Total Loans and Total Dollars

Now when credit unions report on their indirect loan engagement, the call report requests a couple of different indirect loan type designations. Per the NCUA, these types are as follows:

  1. Point of Sale Arrangement: An arrangement where a credit union contracts with a merchant to originate loans at the point of sale, such as an auto dealer.

  2. Outsourced Lending Relationship Arrangement: An arrangement that allows a third-party vendor such as a Credit Union Service Organization (CUSO) or other outside party to perform activities related to indirect lending: including underwriting, servicing, repossession, or insurance processing.

Typically when discussing indirect lending, most people think of the Point of Sale arrangement rather than the Outsourced Lending Relationship arrangement, but where do credit unions fall in terms of these arrangements, and have each of these “sources” of indirect loans performed similarly to the aggregate trends shown in the previous chart?
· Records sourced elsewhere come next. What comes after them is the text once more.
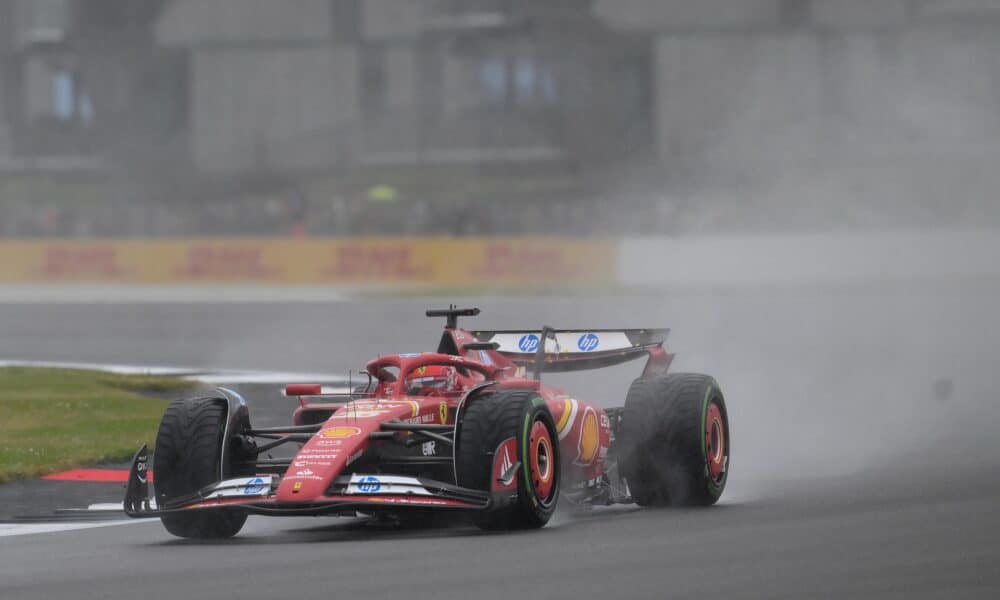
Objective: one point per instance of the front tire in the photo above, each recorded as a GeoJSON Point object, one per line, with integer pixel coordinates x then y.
{"type": "Point", "coordinates": [512, 427]}
{"type": "Point", "coordinates": [187, 458]}
{"type": "Point", "coordinates": [675, 440]}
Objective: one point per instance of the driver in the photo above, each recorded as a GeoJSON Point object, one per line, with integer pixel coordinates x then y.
{"type": "Point", "coordinates": [432, 379]}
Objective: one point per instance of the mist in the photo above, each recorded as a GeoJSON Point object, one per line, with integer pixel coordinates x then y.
{"type": "Point", "coordinates": [803, 191]}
Let’s see.

The chart below shows the dollar growth of each channel. There is a reason most people think of Point of Sale (POS) when thinking about indirect loans. It is the primary source and driver of indirect loan relationships.

Source Drivers

To the question of performance. Have each of these indirect sources suffered the same type of decline, or does one have better staying power than the other? The chart below answers the question.

Interestingly the OLR source has performed better over the last couple of years in this context: its rate of decline is less than that of the POS source. But clearly both sources have suffered a similar slow down.
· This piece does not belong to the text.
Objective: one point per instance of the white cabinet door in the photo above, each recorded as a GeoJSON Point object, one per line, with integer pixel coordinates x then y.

Now to the reason why we’ve seen this kind of decline. Auto sales trends. Sales trends declined which consequently lessen the opportunity for indirect loan growth. See below.

Vehicle Sales

Of course that makes sense, especially when you look at it in terms of year-over-year percent change, and compared to indirect loan changes as in the following chart.

Membership Growth

The surprising thing about the chart above is how credit union indirect loan channels held on even with the downturn in auto sales.

Now to why this really matters. As much as credit unions like to talk about indirect lending as a service to current members, many credit unions would not have any kind of membership growth without indirect lending. That means that an indirect downtown as significant as this has a notable impact on membership growth. How much? The average membership growth rate for all credit unions in 2020 was -.26%. For credit unions not engaged in indirect lending the growth rate was -1.12%. And for credit unions that are engaged in indirect lending? It was 1.24% - which means that indirect lending is the lifeblood for membership growth for more than 30% of the credit union community.
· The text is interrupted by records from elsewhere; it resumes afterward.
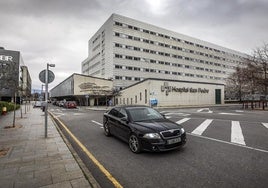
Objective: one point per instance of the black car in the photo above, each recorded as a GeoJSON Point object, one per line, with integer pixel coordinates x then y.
{"type": "Point", "coordinates": [143, 128]}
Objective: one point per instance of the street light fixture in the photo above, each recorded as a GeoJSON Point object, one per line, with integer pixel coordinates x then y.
{"type": "Point", "coordinates": [46, 96]}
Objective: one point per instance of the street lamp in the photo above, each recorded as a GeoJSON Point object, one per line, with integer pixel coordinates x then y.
{"type": "Point", "coordinates": [46, 96]}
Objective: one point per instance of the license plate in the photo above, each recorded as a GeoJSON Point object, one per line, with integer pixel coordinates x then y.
{"type": "Point", "coordinates": [174, 140]}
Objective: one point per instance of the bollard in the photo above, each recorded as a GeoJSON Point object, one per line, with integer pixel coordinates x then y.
{"type": "Point", "coordinates": [4, 110]}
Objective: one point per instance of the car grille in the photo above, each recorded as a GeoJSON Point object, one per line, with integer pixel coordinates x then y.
{"type": "Point", "coordinates": [171, 133]}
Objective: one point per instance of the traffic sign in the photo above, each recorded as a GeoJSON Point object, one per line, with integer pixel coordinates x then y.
{"type": "Point", "coordinates": [42, 76]}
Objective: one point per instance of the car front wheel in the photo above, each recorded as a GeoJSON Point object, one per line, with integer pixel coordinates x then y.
{"type": "Point", "coordinates": [134, 144]}
{"type": "Point", "coordinates": [106, 128]}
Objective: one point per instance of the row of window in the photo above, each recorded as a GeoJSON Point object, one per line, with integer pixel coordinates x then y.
{"type": "Point", "coordinates": [172, 38]}
{"type": "Point", "coordinates": [129, 78]}
{"type": "Point", "coordinates": [168, 46]}
{"type": "Point", "coordinates": [169, 55]}
{"type": "Point", "coordinates": [126, 101]}
{"type": "Point", "coordinates": [160, 62]}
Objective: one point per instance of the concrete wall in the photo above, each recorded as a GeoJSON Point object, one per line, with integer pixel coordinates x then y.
{"type": "Point", "coordinates": [170, 93]}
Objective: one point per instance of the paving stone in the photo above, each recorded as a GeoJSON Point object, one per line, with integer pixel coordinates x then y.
{"type": "Point", "coordinates": [80, 183]}
{"type": "Point", "coordinates": [36, 161]}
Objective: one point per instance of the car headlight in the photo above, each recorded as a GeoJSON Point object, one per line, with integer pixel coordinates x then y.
{"type": "Point", "coordinates": [152, 136]}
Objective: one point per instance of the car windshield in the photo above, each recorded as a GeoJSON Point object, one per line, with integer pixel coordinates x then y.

Incidentally, the membership growth rate for those indirect loan-driven credit unions is now half of what it was two years ago - a decline driven by the changing winds depicted in the charts above.

One last point to reiterate. Credit unions without indirect lending had, on average, negative membership growth of 1.12% in 2020 - a trend that began in 2010. We plan to explore this a little further in the future after a more thorough scrubbing of the data (we made some adjustments for very large data outliers, such as excessive membership growth rates driven by large mergers, but we did not do much more than that). We look forward to sharing what we find.